Three limited-edition “Monogramouflage” canvases in the Vuitton boutique at the Brooklyn Museum’s recent Murakami show
I’ve always thought that ceding a museum’s nonprofit space to a for-profit Louis Vuitton boutique (as occurred at the Takashi Murakami retrospective at the Los Angeles Museum of Contemporary Art and the Brooklyn Museum) was a bad idea and an even worse precedent.
But never did I anticipate the negative outcome that has now occurred. As most of you by now probably know, the show has ended but the bad taste lingers on: LA MOCA is now stuck with defending itself in court against a lawsuit by someone who bought limited edition Murakami canvases at the museum’s Vuitton shop. The plaintiff, Clint Arthur, says those works lacked documentation legally required in California. (Mike Boehm of the LA Times article describes the lawsuit in greater detail here.)
Unsurprisingly, Vuitton, through a spokesperson, told me that “this lawsuit has no merit” and added: “We intend to vigorously defend ourselves against this baseless litigation.” All the same, officials at the Brooklyn Museum, where the show and its handbag emporium have just closed, must be biting their fingernails.

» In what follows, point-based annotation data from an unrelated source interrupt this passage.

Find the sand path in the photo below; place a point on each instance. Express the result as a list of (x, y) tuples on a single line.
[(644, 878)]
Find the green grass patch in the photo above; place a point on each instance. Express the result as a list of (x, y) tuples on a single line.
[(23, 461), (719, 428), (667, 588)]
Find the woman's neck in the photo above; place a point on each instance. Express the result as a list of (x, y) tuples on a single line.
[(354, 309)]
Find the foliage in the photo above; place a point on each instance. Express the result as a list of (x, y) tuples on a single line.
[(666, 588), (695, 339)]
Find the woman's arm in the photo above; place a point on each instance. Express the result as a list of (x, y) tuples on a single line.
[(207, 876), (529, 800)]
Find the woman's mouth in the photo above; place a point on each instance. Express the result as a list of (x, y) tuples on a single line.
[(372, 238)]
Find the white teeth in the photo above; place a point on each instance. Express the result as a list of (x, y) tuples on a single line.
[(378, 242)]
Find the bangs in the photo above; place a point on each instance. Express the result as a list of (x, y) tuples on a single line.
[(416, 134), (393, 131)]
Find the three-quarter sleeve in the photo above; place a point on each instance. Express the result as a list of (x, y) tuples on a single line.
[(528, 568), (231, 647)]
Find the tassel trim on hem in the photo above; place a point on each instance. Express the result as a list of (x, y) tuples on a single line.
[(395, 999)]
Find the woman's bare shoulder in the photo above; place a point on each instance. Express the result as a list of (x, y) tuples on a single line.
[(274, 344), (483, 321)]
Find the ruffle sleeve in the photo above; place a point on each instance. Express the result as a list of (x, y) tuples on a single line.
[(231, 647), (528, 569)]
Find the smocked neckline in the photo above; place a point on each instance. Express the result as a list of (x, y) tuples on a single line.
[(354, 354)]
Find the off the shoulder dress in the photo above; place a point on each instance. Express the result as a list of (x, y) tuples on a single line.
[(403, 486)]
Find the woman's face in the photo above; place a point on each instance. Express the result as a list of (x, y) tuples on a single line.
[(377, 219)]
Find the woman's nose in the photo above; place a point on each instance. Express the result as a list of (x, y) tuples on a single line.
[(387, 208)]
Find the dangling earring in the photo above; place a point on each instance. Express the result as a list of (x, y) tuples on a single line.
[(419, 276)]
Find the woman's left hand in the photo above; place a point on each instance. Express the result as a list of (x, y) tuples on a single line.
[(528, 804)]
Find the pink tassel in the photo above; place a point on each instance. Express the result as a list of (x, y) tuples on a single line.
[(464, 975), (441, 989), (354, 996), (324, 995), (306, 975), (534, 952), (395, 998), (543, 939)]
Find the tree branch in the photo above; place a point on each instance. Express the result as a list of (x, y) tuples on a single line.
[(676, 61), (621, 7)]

While the show was still open, I asked Adam Husted, Brooklyn’s media relations manager, whether there were any signs that his museum might be drawn into a similar lawsuit. (New York’s print-disclosure statute was modeled on California’s and contains similar requirements for documentation.)
Husted’s reply:
The Museum is not being sued and there are no indications that we may
be. Vuitton is solely responsible for the store. I believe that the
works [the limited-edition canvases] are still on sale, but Vuitton would have to confirm that and
whether anything has changed.
Museums cannot afford—ethically or (in light of the possible legal costs) financially—to disclaim knowledge or responsibility for what goes on smack in the middle of their own exhibitions. After what happened in LA, Brooklyn had little excuse for eschewing due diligence—especially since the dispute involved the sale of artworks within the confines of an art museum.